U.S. prosecutors announced in a press release from 26 February 2019 that the United States is returning $4.6 million in stolen assets to the Kyrgyz Republic. The assets are connected to a case involving Maxim Bakiyev, the son of the former president of the Kyrgyz Republic. The funds were identified during the criminal prosecution of Eugene Gourevitch, a former banker who was sentenced to five years in prison for wire fraud and insider trading in June 2014, in the U.S. District Court for the Eastern District of New York. As part of this case, the US court entered a US$6 million forfeiture order.
Following the conviction of Eugene Gourevitch, the Kyrgyz government filed a petition for remission claiming that the assets forfeited in the Gourevitch case could be traced back to assets stolen by Maxim Bakiyev from Kyrgyz state authorities and financial institutions. The US DOJ granted the Kyrgyz government’s remission petition in October 2018.
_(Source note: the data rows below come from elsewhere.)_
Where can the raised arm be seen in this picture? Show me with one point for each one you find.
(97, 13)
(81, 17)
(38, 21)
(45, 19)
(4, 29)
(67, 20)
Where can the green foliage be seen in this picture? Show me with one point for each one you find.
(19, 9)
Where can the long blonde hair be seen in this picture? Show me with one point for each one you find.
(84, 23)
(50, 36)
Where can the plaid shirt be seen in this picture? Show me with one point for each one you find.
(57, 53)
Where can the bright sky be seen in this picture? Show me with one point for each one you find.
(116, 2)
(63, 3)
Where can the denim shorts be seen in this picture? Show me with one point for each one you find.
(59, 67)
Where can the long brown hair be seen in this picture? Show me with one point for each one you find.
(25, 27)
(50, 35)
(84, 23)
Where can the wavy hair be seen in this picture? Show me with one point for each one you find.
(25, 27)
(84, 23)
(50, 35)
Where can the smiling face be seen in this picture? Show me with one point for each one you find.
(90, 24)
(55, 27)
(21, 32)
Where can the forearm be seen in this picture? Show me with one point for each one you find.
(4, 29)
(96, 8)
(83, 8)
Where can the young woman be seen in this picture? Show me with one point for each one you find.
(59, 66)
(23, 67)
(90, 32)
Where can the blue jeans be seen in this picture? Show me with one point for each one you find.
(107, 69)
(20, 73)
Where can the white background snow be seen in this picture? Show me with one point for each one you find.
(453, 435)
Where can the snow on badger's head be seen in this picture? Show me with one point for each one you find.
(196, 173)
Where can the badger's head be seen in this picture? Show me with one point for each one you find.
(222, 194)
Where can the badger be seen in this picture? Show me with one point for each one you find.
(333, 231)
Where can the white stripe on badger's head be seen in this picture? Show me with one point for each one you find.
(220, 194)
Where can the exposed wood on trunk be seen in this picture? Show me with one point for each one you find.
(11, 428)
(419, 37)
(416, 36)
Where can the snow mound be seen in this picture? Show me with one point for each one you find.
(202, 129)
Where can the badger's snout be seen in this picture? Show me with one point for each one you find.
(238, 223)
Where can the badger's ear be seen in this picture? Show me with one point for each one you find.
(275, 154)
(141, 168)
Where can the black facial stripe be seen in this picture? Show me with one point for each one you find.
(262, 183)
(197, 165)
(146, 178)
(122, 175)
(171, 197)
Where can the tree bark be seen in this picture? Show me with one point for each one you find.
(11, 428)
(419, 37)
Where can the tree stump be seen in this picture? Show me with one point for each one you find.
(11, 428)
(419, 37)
As of February 2019, $4.6 million of the $6 million ordered to be forfeited have been located and confiscated. These funds were to be deposited directly in the current account of the Central Treasury of the Ministry of Finance of the Kyrgyz Republic in the National Bank of the Kyrgyz Republic.
The US and the Kyrgyz governments announced that they will continue to cooperate in order to locate and return the remainder of the stolen assets in the forfeiture order.
A joint statement published by the governments of the United States and the Kyrgyz Republic (attached) states that the Government of the Kyrgyz Republic confirms its commitment to use the repatriated assets for the benefit of the Kyrgyz people, with a focus on social projects and anti-corruption and transparency efforts.
- Improving public access of the rural population to the healthcare system by buying and installing medical equipment (X-ray, diagnostics equipment, etc.) for regional hospitals to deliver better medical services to the rural area population;
- Construction of water supply facilities in order to expand access to clean drinking water for the rural population through upgrades of drinking water systems and expansion of the scope of ongoing construction of large-scale water supply facilities (water pipes, water pumps, water purification facilities) currently under way with financial support of the World Bank and other International Financial Institutions; and
- Strengthening Kyrgyz institutions responsible for anti-corruption programs and promoting the transparency of court proceedings and financial integrity of state organs, including the purchase and installation of audio and video equipment for projects in district courthouses to increase transparency and public control in the justice sector.
Minister of Finance for the Kyrgyz Republic Baktygul Jeenbaeva who assisted in the investigation of the source of the funds will be the point of contact for questions about the use of these funds.
These funds were identified in the United States in the criminal prosecution of Eugene Gourevitch for insider trading in the United States District Court for the Eastern District of New York and a $6 million forfeiture order was subsequently entered by the Court. United States v. Gourevitch 12-CR-758 (ARR) (E.D.N.Y. Sep. 23, 2014)
According to reporting by Blomberg and court records, Gourevitch cooperated with US authorities in the insider trading case and collected evidence implicating Maxim Bakiyev, whose investment accounts he was managing. However, in a sudden about-face, he undermined the investigation and transferred $6 million from Bakiyev’s account into his own account. He later confessed, waived immunity, and turned the money over to the US authorities. In media reports, he also describes telling investigators about having been an eyewitness to widespread looting of public funds and corporate bribery in Kyrgyzstan, while he was working for Bakiyev.